In-Depth
Coming to Terms with Mainframe Data Access
Sooner or later, data warehousing pros will have to come to terms with the remarkable staying power of the mainframe.
It's no secret: data warehousing (DW) professionals seem plumb perplexed by the staying power of the venerable mainframe. Many, it seems, would rather that mainframe systems just went away.
A new report from TDWI, however, notes that neither mainframe systems – nor the applications they're hosting – have a secure future. Big shops, at least, have come to terms with Big Iron. In some cases, recent market research suggests, shops actually plan to expand their use of Big Iron as a data processing platform. This jibes with mainframe ISVs' reports. It continues to confound data warehousing technologists, however.
Given their druthers, many DW pros would prefer to bid Big Iron adieu.

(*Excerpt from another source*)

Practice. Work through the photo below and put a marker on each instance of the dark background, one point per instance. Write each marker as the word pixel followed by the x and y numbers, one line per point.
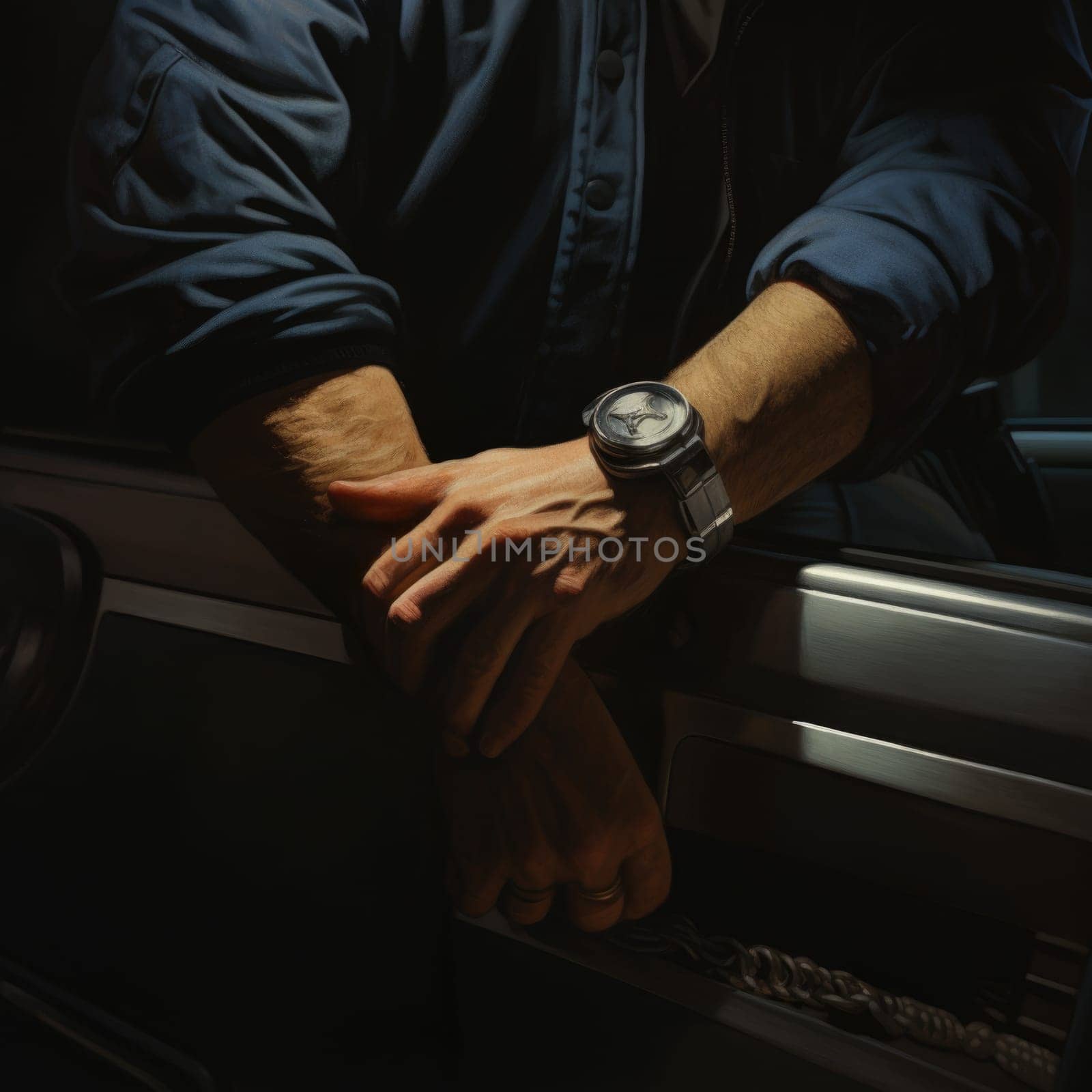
pixel 54 44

"My personal view is that people still running mainframes are doing it because the cost [e.g., software, labor, operations] to migrate is not worth it, or because they're Luddites who don't want to learn anything new," says one DW professional. "I find it hard to justify expanding a platform for which talent is increasingly rare, [the cost of] which is so high … , and which is really inflexible and hard to integrate into today's technology landscape."
This DW technologist isn't a knee-jerk anti-legacy professional. "I'm not including the AS400/iSeries/whatever it's called today," this person stresses, noting that IBM Corp. pitches System i to a "very different audience needing [the same] low-cost/just-works/low-staff platform that they've had for 30 years. [There are] still a lot of them out there."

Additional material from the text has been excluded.